Hardware for AI Inference and Training

Hardware for AI Inference And Training

CPU and Memory

CPU architecture is based on the Von Neumann architecture and every single calculation of the CPU is stored in L1 cache (memory). This creates the “Von Neumann bottleneck” when memory must be accessed. The ALU (arithmetic logic units) is a circuit that controls memory access and executes each transaction one after the other. In general, there are fundamental challenges faced by AI neural network accelerators when deployed on conventional Von Neumann architecture:

Firstly, large models’ execution on accelerators suffer from frequent access to off-chip memory and consume a significant amount of power
Second, DNN accelerators mostly focus on inference with an assumption of having the model already trained elsewhere on large computes. There are very few architectures that can support training on a constrained device.

The GPU comprises of thousands of ALU’s and cores. But the Von Neumann bottleneck results in one transaction at a time per ALU.

Figure 5: A Conventional CPU Architecture

Temporal Architecture

Temporal architecture, which is typically seen in CPUs and GPUs, use vectors (SIMD) or parallel threads (SIMT) to improve parallelism. In temporal architecture, the ALUs are connected to a centralized controller and cannot communicate directly with each other.

Figure 6: Temporal Architecture

Spatial Architecture

Spatial architecture designs use data flow processing in which ALUs are interconnected and can pass data directly to one another.
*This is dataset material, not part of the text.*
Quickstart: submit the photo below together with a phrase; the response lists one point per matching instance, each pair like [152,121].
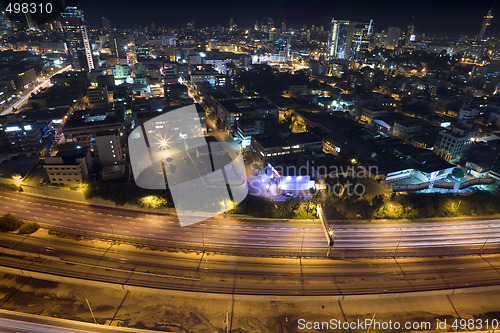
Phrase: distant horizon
[443,18]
Such architectures are suitable for DNN (Deep Neural Network) applications.

Figure 7: Spatial Architecture

Deep neural nets have computation overhead as they require a large amount of data for training. Apart from data forward step, needed for generation of new weights in training, error backward and gradient computation are two additional computation steps needed.

AI applications may require many servers during training. Such a setup is likely to increase with time for development and deployment-specific needs. An AI model development, for instance, may only need a few servers to train an initial model with real data and the subsequent training could require much larger servers as the data size increases (e.g., autonomous-driving models may require a large number of servers to reach desirable accuracy in detecting obstacles). As and when there is an increase in the size of training datasets and NNs, a single accelerator may no longer be capable of supporting the training. Since the training task involves input weights synchronization whenever model parameters change, programmable switches can route data in different directions to resynchronize input weights almost instantly and increase the training speed.

DNN Training and Accelerator Arrays

In some cases, it is necessary to deploy an array or a multiple accelerators for training. In a paper titled ‘HyPar: Towards Hybrid Parallelism for Deep Learning Accelerator Array’, the authors propose a Hybrid Parallelism (HYPAR) model which targets finding an optimized partition that minimizes the overall communication during DNN training. This HYPAR model was evaluated alongside 10 DNN models ranging from classic Lenet to large-size model VGGs and the number of weighted layers for these models ranged from 4 to 19.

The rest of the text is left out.